Par Georges Alain Boyomo
Ivre de ses contradictions si caractéristiques, Yaoundé paraît avoir la gueule de bois en ce mois de juillet 2022. Entre les gouttelettes évasives de pluie, les rayons de soleil furtifs et le froid grimaçant, le temps sur la capitale est sur courant alternatif.
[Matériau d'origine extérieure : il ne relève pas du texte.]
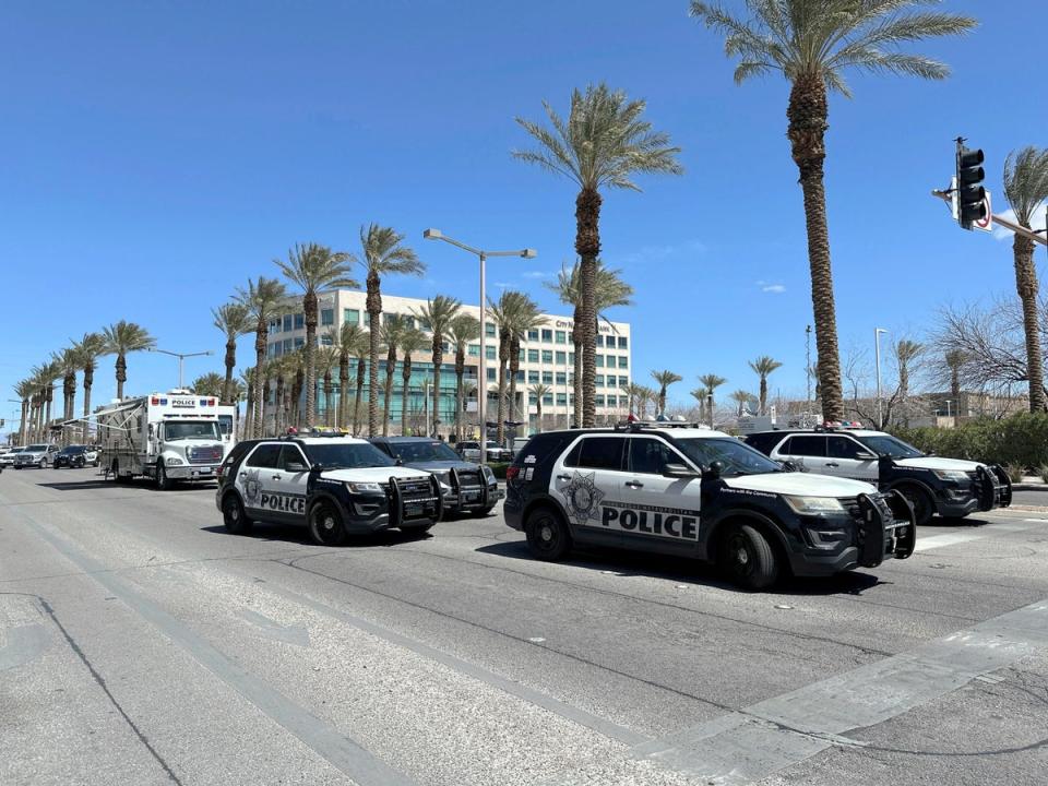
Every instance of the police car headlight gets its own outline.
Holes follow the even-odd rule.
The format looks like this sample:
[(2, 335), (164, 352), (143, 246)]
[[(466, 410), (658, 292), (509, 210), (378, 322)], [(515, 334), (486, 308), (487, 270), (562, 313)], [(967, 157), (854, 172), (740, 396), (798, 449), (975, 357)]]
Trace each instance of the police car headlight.
[(794, 512), (801, 514), (839, 513), (844, 510), (835, 497), (784, 497)]
[(350, 493), (381, 493), (382, 486), (377, 483), (347, 483)]

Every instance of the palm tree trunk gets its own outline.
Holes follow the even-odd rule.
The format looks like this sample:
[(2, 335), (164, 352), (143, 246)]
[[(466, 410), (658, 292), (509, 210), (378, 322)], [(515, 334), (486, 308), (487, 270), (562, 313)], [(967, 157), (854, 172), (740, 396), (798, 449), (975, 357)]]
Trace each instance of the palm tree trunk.
[(1045, 408), (1045, 373), (1040, 354), (1040, 329), (1037, 320), (1037, 271), (1034, 269), (1034, 241), (1016, 235), (1012, 241), (1015, 255), (1015, 288), (1023, 303), (1023, 330), (1026, 333), (1026, 378), (1029, 380), (1029, 410)]
[[(596, 425), (597, 390), (597, 257), (600, 253), (600, 194), (584, 188), (575, 199), (575, 251), (582, 290), (582, 427)], [(576, 326), (579, 322), (575, 323)]]
[(789, 107), (786, 110), (789, 120), (787, 135), (794, 163), (800, 171), (800, 187), (805, 194), (822, 417), (824, 420), (841, 420), (844, 416), (844, 401), (841, 390), (836, 307), (833, 300), (833, 272), (830, 264), (830, 231), (826, 227), (826, 192), (823, 182), (827, 116), (826, 86), (822, 76), (797, 78), (790, 90)]

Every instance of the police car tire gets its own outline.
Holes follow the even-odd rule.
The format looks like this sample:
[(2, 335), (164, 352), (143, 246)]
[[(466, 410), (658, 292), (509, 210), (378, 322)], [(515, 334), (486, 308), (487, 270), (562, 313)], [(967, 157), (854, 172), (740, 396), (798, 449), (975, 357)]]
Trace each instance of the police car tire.
[(226, 495), (222, 501), (222, 523), (233, 535), (247, 535), (251, 532), (253, 522), (248, 519), (240, 499), (235, 493)]
[(571, 551), (571, 533), (552, 508), (536, 508), (524, 525), (527, 548), (536, 559), (558, 562)]
[[(332, 526), (324, 527), (321, 522), (329, 517)], [(322, 500), (309, 509), (309, 535), (318, 546), (342, 546), (346, 541), (342, 514), (333, 503)]]
[[(745, 560), (740, 552), (746, 553)], [(775, 551), (764, 534), (751, 524), (728, 526), (718, 561), (728, 579), (747, 590), (763, 590), (778, 577)]]

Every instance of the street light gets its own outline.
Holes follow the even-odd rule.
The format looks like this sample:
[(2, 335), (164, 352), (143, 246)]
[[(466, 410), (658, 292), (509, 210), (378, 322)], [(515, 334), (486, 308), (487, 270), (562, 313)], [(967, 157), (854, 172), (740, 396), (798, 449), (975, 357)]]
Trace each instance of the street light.
[(888, 333), (883, 327), (873, 329), (873, 356), (877, 359), (877, 427), (884, 428), (884, 413), (881, 404), (881, 333)]
[(484, 324), (484, 317), (487, 312), (487, 295), (485, 291), (487, 259), (488, 257), (523, 257), (524, 259), (535, 259), (538, 257), (538, 252), (535, 249), (521, 249), (520, 251), (485, 251), (484, 249), (474, 248), (473, 246), (466, 246), (464, 242), (460, 242), (458, 240), (448, 237), (440, 229), (432, 228), (422, 231), (422, 237), (427, 240), (443, 240), (444, 242), (449, 242), (452, 246), (457, 246), (463, 251), (468, 251), (480, 259), (480, 367), (477, 374), (479, 377), (477, 384), (477, 415), (480, 418), (480, 463), (484, 464), (488, 461), (488, 422), (487, 414), (485, 413), (488, 403), (488, 379), (487, 369), (485, 368), (485, 360), (487, 359), (487, 356), (485, 354), (486, 333)]
[(171, 357), (178, 358), (178, 388), (182, 389), (182, 365), (188, 357), (200, 357), (201, 355), (214, 355), (214, 353), (209, 349), (205, 353), (172, 353), (167, 349), (157, 349), (156, 347), (150, 347), (150, 352), (160, 353), (160, 355), (170, 355)]

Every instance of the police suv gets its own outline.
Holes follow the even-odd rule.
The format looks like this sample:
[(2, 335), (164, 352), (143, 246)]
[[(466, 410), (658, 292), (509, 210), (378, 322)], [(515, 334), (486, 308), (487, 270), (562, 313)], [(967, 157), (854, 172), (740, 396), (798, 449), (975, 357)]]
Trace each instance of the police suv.
[(507, 472), (505, 522), (543, 560), (573, 545), (694, 557), (736, 583), (829, 575), (914, 551), (894, 491), (789, 472), (698, 424), (628, 422), (533, 437)]
[(428, 531), (442, 513), (440, 481), (396, 465), (353, 437), (294, 437), (239, 442), (218, 471), (215, 504), (226, 528), (254, 522), (303, 524), (313, 540), (338, 546), (349, 535)]
[(746, 442), (809, 472), (895, 489), (909, 500), (917, 524), (927, 524), (936, 513), (963, 517), (1012, 502), (1012, 484), (1001, 467), (925, 455), (883, 431), (826, 426), (759, 431)]

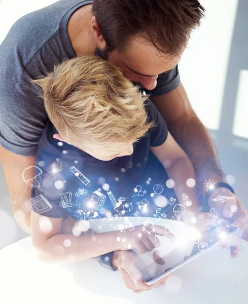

Liés par l’Histoire et la Culture, la relation Cameroun-France d’alors, n’est certes pas à l’orage, mais est marquée par des incidents…diplomatiques. Le moindre n’étant pas cette retentissante « apostrophe » du célèbre activiste Calibri Calibro à Emmanuel Macron, le 22 février 2022, au Salon de l’agriculture de Paris sur un certain «génocide au Cameroun», et la réponse aussi cinglante que condescendante du président français à l’égard de son homologue camerounais.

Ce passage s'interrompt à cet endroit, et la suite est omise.